The principles the task force identified were: That the court system should not primarily be funded by its individual users; that fees should waived if necessary; that court assessments should be simple and easy and fund court operations; and that the Illinois General Assembly should periodically review the court fee system.
“County boards now need to take their steps, and we hope that — that they be concerned about the access-to-justice concerns that motivated this,” said Steven F. Pflaum, a partner at Neal, Gerber & Eisenberg LLP who chaired the task force. “What we would hate to have happen is to have all the fees get set at the maximum, authorized levels.”
Asked why the maximum fee levels weren’t lowered if they could undermine the law’s purpose, Pflaum said they had to balance a litigant’s or defendant’s access to justice with the fact that many county court clerks rely on their fees for revenue.
“Ultimately, as with almost all laws, it will require genuine efforts, sincere efforts by responsible public officials to implement the spirit as well as the letter of the law,” Pflaum said.

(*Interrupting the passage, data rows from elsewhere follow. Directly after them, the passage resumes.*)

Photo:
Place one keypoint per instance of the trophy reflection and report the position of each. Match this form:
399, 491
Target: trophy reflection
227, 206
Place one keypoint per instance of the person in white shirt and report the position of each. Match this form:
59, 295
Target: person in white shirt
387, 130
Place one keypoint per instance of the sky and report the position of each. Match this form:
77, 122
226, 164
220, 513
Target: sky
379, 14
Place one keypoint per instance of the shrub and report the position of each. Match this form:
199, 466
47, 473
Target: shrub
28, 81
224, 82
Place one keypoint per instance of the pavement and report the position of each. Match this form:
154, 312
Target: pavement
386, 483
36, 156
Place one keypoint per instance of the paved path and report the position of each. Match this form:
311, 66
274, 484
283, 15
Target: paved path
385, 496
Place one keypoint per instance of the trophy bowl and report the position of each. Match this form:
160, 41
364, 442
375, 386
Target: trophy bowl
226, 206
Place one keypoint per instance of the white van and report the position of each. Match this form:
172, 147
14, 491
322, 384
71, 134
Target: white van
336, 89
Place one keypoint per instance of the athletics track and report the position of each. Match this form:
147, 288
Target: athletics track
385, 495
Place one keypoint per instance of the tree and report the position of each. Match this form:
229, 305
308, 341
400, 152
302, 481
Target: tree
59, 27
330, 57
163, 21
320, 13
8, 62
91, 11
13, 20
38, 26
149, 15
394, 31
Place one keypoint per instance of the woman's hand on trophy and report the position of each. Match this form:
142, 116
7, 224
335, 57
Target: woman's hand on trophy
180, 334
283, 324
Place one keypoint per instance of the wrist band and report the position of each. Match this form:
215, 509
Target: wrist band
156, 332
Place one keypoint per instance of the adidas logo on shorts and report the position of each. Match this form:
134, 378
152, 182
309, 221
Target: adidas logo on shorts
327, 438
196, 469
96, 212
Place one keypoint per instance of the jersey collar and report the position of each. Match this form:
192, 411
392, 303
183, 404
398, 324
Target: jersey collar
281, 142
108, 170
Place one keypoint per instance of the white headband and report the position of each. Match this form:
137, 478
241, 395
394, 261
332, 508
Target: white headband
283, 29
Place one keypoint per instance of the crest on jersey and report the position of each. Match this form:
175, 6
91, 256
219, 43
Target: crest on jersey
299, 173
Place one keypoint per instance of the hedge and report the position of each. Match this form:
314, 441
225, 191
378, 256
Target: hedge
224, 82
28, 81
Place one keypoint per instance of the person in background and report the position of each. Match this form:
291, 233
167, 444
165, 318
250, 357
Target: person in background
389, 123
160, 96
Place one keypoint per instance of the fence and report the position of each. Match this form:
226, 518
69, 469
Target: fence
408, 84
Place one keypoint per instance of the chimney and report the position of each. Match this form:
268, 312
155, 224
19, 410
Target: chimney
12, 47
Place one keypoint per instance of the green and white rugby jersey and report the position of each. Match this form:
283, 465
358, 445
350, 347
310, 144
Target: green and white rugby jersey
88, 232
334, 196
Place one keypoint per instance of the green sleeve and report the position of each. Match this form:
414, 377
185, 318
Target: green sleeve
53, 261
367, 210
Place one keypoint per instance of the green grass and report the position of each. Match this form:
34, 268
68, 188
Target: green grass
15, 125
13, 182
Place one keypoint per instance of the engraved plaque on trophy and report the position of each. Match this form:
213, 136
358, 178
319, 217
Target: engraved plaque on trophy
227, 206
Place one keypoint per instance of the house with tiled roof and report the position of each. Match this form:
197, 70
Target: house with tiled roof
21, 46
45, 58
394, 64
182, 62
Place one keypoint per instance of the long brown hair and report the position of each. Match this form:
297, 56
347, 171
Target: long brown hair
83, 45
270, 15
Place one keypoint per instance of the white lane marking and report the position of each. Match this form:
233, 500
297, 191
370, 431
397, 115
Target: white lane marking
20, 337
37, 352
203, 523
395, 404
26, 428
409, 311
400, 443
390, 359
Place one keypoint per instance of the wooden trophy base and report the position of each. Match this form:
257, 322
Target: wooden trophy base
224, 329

It will also be up to the county boards to decide how to spend the money it collects from filing and appearance fees. Both the court clerk’s office and the state will take portions of those fees to pay for administrative expenses or statewide programs; the remaining dollars would be deposited into the county’s general fund. From there, the county can allocate that money to fund their law library or child services.
The fee schedules the Illinois Supreme Court published expire Jan. 1, 2021, the same day the underlying public act expires. The sunset provision forces the General Assembly to take up the issue again, or court clerks statewide will lose their statutory authority to collect fees.
The waivers the high court implemented via its rules do not have an expiration date.
Pflaum emphasized in both his statement and in the interview that the publication of these rules and schedules are ultimately one step in a never-ending process.
“This is an important step, but efforts to improve access of justice — it’s not like we can declare victory. It’s an ongoing struggle,” Pflaum said.